Over the past quarter-century, Puff Daddy has thrived as a sample-happy East Coast rapper, a savvy producer, a Bad Boy business mogul and even a Hamptons party host. He was the man on Jennifer Lopez’s arm when she wore that barely-there green Versace dress at the 2000 Grammys -- and months later when they got arrested outside a nightclub. He was Biggie Smalls’ best friend and business partner, and probably hasn’t told us his full thoughts on the violence that claimed the lives of B.I.G. and Tupac Shakur in the mid-'90s. 

Yet he’d literally rather get sued than express himself. The back story: Back in 1998, Combs received a $300,000 advance from Random House to pen his memoirs (with contributor Mikal Gilmore). The manuscript was never delivered and the publisher took him to court. They settled in 2005. Come to think of it, this itself would make for a fascinating chapter in Combs' eventual opus. 

4. Sheryl Crow

Alas, Crow is taking a page from her mentor Nicks and blaming her reluctance on potential hurt feelings. “I would write a book, but everybody needs to be dead first,” she recently said. “For me to write about the real juicy stuff, I gotta be careful.”
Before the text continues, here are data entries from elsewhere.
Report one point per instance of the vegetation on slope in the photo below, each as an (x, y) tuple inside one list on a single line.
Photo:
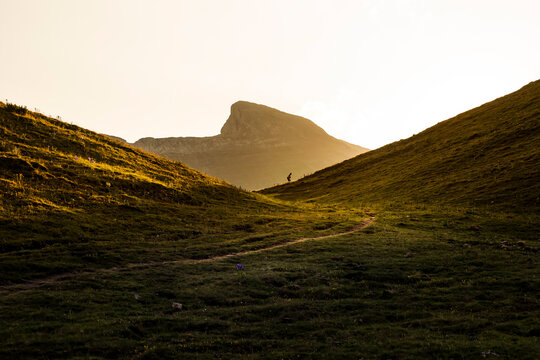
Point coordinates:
[(424, 282), (258, 147), (417, 285), (489, 155), (73, 199)]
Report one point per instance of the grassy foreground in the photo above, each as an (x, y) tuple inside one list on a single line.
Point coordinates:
[(444, 284), (425, 281)]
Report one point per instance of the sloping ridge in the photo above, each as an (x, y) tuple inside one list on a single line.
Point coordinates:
[(258, 147), (489, 155)]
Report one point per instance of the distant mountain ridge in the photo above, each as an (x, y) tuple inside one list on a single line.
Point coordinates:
[(258, 147), (489, 155)]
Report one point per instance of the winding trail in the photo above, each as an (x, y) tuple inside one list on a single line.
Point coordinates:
[(32, 284)]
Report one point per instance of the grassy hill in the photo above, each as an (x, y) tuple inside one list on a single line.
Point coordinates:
[(489, 155), (73, 199), (129, 234), (258, 147)]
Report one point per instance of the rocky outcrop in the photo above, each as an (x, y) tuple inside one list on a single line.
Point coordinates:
[(258, 147)]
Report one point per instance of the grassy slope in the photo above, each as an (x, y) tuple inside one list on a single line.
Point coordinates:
[(424, 282), (73, 199), (488, 155)]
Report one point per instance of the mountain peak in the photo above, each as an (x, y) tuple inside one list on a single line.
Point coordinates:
[(250, 120)]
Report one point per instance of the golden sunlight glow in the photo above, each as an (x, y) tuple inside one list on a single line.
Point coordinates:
[(369, 72)]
That real juicy stuff must include her 1990s relationship with Eric Clapton -- the inspiration behind her 1998 hit “My Favorite Mistake” -- and her broken engagement with Lance Armstrong. Crow should go for it, anyway. Love affairs aside, the talented singer-songwriter could spin an inspirational saga of a Missouri school teacher turned big-haired backup dancer-and-singer for Michael Jackson during the Bad era turned Grammy-winning artist turned breast cancer survivor and single mom. I’m exhausted just writing that sentence; she experienced it all. Bottom line: A memoir would not be a mistake.  

5. Mick Jagger

Surely Jagger must have been smarting when Keith Richards’ rollicking memoir, Life, was met with raves (and huge sales) upon its 2010 release -- and not just because he described his longtime Rolling Stones chum as “unbearable” with a “tiny todger.” Surely it was only a matter of time before he inserted the last word of the pair’s history -- and surely it would be an instant-best seller.

Turns out that Jagger already delivered a 75,000 word manuscript... way back in 1980. London publisher John Blake revealed in 2017 that he owns a copy of the secret memoir, which chronicles the legend’s early years in rock 'n' roll. Jagger personally confirmed its authenticity, though he claimed he had no memory of writing it, and refuses to give Blake permission to print it. Our only hope is that Jagger starts anew (or decides to write a hell of an update). If he can strut on a stadium stage just three months after undergoing a heart procedure, then he can shake loose his memories.